The EntityManager that is being injected is being managed by Seam Persistence (ASL 2.0) (http://docs.jboss.org/seam/3/persistence/latest/reference/en-US/html_single/) which give us a transparent
way of having all the advantages of the unified programming model of being in Managed and Transaction Persistence Context without the hassle of taking care of how to share different
instances of an EntityManager or demarcate the transactions based on what is available in our context. Seam Persistence provide us a declarative way to deal with all this topics, and take all the code
related with these tasks out of the Human Task Module.

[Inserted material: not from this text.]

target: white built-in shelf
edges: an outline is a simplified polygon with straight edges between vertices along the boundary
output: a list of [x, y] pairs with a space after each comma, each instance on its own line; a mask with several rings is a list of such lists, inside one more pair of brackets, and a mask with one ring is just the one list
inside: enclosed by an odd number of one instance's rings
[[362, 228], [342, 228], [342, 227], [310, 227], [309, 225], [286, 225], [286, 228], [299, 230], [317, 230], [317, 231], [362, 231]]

This also give us the possibility to integrate with Spring only configuring our environment and not changing our code
The Seam 3 Spring module give us all the integration that we can possible want and even more with Spring, no need to worry about that stuff at all: http://seamframework.org/Seam3/SpringModule
All this stuff is already tested, decoupled, and the most important is out of our module!
Integration with the Outside World
Using CDI for the integration perspective is just great. Most of the integration frameworks out there have CDI integration which make exposing our services extremely easy and natural.

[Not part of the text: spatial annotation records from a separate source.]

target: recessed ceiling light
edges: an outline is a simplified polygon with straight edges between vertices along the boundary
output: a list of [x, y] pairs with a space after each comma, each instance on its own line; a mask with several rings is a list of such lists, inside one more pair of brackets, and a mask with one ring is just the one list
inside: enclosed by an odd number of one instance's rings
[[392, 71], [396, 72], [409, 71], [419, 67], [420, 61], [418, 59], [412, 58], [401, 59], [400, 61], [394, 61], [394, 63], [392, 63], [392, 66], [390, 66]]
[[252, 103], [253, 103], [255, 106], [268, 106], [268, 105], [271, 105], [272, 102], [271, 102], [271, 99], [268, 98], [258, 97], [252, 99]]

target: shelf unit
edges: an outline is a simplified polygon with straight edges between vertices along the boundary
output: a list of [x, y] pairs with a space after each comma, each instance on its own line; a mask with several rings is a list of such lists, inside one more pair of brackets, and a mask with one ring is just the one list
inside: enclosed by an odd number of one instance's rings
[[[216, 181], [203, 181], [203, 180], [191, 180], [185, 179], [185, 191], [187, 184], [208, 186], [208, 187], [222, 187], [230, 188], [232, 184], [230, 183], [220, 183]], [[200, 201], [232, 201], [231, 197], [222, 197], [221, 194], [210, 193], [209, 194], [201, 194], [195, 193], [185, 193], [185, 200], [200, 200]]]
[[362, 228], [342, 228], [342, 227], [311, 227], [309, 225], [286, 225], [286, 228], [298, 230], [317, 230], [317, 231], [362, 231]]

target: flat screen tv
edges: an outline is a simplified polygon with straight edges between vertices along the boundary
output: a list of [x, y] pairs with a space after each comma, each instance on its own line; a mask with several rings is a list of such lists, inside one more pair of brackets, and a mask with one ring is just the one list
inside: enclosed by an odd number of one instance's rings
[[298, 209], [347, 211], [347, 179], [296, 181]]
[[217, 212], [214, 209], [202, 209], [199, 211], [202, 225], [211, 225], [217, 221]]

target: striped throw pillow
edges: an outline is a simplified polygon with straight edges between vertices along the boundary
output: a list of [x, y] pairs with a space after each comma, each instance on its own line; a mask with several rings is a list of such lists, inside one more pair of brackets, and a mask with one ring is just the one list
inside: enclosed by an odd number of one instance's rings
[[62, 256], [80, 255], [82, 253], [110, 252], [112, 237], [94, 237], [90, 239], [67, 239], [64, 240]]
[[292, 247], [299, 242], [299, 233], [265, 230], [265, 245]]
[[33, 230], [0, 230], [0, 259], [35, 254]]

I've created an experiment showing how we can do this with Switchyard/Camel, and most of this principles can be used for the Process/Rule engine as well:
The main focus of this project is to contain all the integration configuration required to expose our POJO services using different transports. I've being focused on JMS because it will allow
us to have asynchronous interactions transparently.
The following figure shows us teh Switchyard Declarative configuration which is using our CDI POJO services to define the integration points:
The previous diagram is showing the following interaction and integration points:
- A client sending a JMS message wants to start a task
- The Switchyard container is exposing a JMS queue which is expecting "Action" messages
- As soon as we get one of this action messages, Switchyard picks the message and propagate it to the correspondant service
- We can register a listener that will observe the events being fired by our components (i.e. TaskLifeCycleEvents)

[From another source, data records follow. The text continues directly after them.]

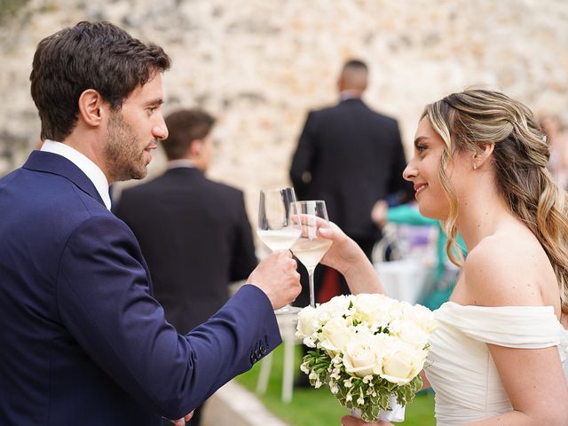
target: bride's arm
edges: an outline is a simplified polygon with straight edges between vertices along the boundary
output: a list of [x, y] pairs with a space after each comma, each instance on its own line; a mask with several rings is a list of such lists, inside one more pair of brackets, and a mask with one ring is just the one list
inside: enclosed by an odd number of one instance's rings
[[[466, 304], [481, 306], [542, 305], [532, 267], [514, 248], [472, 250], [464, 264]], [[541, 268], [544, 269], [544, 268]], [[513, 411], [470, 423], [475, 426], [568, 424], [568, 386], [556, 346], [508, 348], [487, 343]]]
[[354, 295], [384, 293], [376, 271], [363, 250], [336, 225], [329, 225], [318, 230], [321, 237], [333, 241], [320, 263], [339, 271]]

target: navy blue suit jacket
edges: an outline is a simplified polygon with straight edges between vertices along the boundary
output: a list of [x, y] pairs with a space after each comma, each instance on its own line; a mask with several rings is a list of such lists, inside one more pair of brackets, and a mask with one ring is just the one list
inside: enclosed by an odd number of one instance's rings
[[249, 285], [178, 335], [131, 231], [64, 157], [36, 151], [0, 179], [0, 424], [159, 425], [280, 339]]

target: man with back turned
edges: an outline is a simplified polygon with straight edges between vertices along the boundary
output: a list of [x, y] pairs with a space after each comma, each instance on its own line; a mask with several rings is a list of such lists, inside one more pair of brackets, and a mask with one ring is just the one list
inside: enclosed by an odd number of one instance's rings
[[169, 67], [162, 48], [106, 22], [37, 46], [31, 92], [44, 142], [0, 179], [0, 424], [157, 426], [280, 342], [272, 310], [299, 291], [289, 253], [180, 335], [134, 235], [109, 211], [108, 185], [146, 176], [168, 136]]

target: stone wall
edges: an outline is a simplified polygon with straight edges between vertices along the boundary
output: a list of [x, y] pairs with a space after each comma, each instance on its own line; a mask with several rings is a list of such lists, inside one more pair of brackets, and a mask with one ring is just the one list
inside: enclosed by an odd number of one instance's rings
[[[288, 183], [309, 108], [336, 100], [343, 61], [367, 61], [373, 107], [399, 119], [411, 153], [423, 105], [472, 85], [537, 111], [568, 114], [564, 0], [29, 0], [0, 28], [0, 175], [38, 138], [28, 75], [36, 43], [79, 20], [106, 20], [162, 45], [165, 112], [218, 118], [209, 176], [245, 191]], [[150, 177], [163, 167], [161, 155]], [[129, 184], [127, 184], [129, 185]]]

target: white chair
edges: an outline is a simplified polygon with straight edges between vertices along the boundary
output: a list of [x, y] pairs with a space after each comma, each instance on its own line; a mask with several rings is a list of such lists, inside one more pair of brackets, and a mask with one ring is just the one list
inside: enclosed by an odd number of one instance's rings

- As soon as one of these events is observed by our listener it will be redirected to a JMS topic which can contain multiple subscribers
- Any number of subscribers can pick up the message and do what they want with it
NOTE: An Executor component can be used to pick the up the notification and execute callbacks. I'm right now creating a document which explains how this component can be used.
This idea perfectly fits in this scenario. I will add the link as soon as the document is ready.
- This experiment is just showing one of the possibilities of using Switchyard and the camel integration for handling async interactions in a very efficient way, without including code inside the Human Task Module. We are delegating all the interaction points to the Integration framework instead of adding complexity to the Human Task Logic.
- We can integrate with any transport in the same way and we can mix and match what we want. For example, we can recieve a REST call and send notifications via JMS
- Switchyard and all the services can run inside a SE or EE environment (because of CDI and its programming model)
- Is all based on configuration, so we can provide a set of well known configurations and let the users to customize that if they want
- Quartz for reminders, cron tasks and all of that comes for free
- Push us to use a clean programming model, leverage all the CDI features
- All this mechanisms are already tests, there are more connectors comming and the most important is out of our module!